While the main draw here is the support for extra-large images that can easily span a whole wall or home theater room, the broad support of this Wemax model — which also uses Android TV — makes it a good fit for a variety of users. Although if you really want that 150-inch cinematic experience, you may want to break out the measuring tape before you hit the buy button.
Throw distance is the minimum/maximum distance the projector can be from a surface (like a screen or a wall) to cast a desirable image. Ultra-short throw projectors tend to have a range of around 7 to 8 inches. From there, throw distance jumps up to at least several feet.
Brightness is critical for projectors, determining how clear the image will be and how dark the room needs to be to properly see it. Brightness is measured in lumens, though ANSI lumens are a common measure in DLP (digital light processing) projectors.

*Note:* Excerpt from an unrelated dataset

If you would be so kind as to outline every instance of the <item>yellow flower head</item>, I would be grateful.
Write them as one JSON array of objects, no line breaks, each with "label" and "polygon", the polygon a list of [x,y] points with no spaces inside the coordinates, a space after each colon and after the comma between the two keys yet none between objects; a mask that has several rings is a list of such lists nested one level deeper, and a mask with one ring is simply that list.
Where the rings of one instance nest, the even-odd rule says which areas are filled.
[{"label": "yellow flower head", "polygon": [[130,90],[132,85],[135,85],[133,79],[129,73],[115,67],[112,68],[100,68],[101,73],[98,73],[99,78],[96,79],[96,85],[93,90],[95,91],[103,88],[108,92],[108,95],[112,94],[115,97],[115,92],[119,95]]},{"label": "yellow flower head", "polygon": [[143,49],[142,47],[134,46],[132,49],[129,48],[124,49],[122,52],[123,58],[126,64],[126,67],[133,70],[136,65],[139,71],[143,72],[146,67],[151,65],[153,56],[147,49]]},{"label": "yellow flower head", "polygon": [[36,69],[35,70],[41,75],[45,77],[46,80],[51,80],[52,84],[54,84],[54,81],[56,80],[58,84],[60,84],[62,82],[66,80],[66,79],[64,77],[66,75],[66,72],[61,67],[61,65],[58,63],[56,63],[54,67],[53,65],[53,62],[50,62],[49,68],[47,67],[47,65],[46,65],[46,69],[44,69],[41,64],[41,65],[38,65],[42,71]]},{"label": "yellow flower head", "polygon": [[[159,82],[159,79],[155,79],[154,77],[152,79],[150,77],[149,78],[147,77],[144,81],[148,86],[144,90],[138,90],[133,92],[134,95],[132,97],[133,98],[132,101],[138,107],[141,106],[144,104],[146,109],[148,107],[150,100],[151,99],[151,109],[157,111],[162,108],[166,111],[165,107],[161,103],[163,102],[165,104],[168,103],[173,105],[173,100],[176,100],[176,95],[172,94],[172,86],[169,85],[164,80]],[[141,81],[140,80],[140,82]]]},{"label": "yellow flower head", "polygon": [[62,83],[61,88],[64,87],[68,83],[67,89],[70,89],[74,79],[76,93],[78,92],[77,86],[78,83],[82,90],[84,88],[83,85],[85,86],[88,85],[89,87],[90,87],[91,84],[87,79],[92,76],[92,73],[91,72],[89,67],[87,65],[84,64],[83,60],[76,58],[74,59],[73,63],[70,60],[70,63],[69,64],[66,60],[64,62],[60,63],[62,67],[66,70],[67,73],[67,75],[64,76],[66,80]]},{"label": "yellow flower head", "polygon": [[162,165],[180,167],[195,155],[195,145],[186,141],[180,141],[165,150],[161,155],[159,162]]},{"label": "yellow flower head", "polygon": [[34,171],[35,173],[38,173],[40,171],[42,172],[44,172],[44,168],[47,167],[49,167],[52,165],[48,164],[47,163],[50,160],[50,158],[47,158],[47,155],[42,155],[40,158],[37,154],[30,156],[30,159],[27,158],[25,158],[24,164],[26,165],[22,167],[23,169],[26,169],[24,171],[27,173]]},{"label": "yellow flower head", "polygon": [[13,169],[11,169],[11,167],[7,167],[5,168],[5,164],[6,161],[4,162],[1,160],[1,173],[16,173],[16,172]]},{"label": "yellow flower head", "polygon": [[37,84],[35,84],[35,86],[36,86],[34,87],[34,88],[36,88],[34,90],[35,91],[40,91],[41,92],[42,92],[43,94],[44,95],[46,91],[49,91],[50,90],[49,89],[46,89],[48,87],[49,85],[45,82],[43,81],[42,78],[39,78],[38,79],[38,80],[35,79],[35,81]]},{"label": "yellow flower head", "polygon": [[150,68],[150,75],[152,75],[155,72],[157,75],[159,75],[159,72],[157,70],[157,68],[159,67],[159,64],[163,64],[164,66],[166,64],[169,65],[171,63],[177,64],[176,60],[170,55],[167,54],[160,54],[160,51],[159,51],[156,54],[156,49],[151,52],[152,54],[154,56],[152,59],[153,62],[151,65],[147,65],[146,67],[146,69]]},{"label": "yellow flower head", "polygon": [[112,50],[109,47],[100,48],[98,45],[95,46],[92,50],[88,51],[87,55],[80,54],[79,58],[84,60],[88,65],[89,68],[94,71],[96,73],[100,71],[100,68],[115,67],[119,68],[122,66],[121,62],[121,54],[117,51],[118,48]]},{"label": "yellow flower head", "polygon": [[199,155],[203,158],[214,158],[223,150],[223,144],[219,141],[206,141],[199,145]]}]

There isn’t a hard and fast way to measure lumens, so the actual lumen rating can vary from model to model. Generally, the most common brightness for ultra-short-throw projectors is between 2,000 and 2,500 lumens. Portable projectors are usually significantly dimmer, but that’s largely because of the smaller lighting fixture in the compact form factor.
Resolution naturally determines the clarity of the image. This is measured the same way it is on televisions and monitors. It’s important to read the fine print when shopping for projectors, however. Many will boast 4K or 1080p resolutions but are referring to the content the projector supports — different than the projector’s native resolution. Many cheaper projectors will promote HD resolutions, but only have a native resolution of 840×480 (DVD quality).

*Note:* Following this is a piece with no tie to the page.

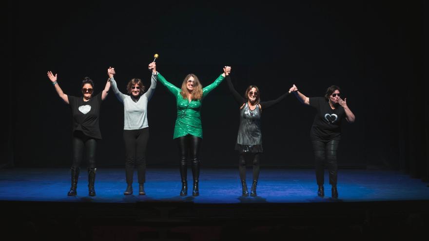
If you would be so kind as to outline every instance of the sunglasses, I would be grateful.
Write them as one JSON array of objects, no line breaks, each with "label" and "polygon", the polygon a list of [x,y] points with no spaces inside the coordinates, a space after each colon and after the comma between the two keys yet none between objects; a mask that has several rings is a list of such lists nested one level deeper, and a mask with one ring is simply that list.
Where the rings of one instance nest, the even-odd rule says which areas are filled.
[{"label": "sunglasses", "polygon": [[91,89],[91,88],[90,88],[90,89],[85,89],[84,88],[82,88],[82,93],[92,93],[93,91],[94,91],[94,90],[93,90],[92,89]]}]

Any time you’re shopping, check the native resolution to get a clear idea of what the image will look like.
Projectors these days usually come with a healthy number of ports to connect Blu-ray players, gaming consoles, and streaming devices. These are usually critical, even if the projector has a built-in SmartTV interface. These interfaces are usually clunky and outdated, so you’ll always have a better experience connecting an external media device.
You will also want to make sure the projector has audio-out jacks or HDMI eARC. Projector speakers are usually weak, if they have speakers at all. To get the best experience, you’ll want to connect a soundbar or home theater system.
If you want to go wireless, some projectors do support AirPlay or Chromecast, though this is far from a universal feature. But you can make just about any projector cast video by connecting an AppleTV, Chromecast, or other streaming stick.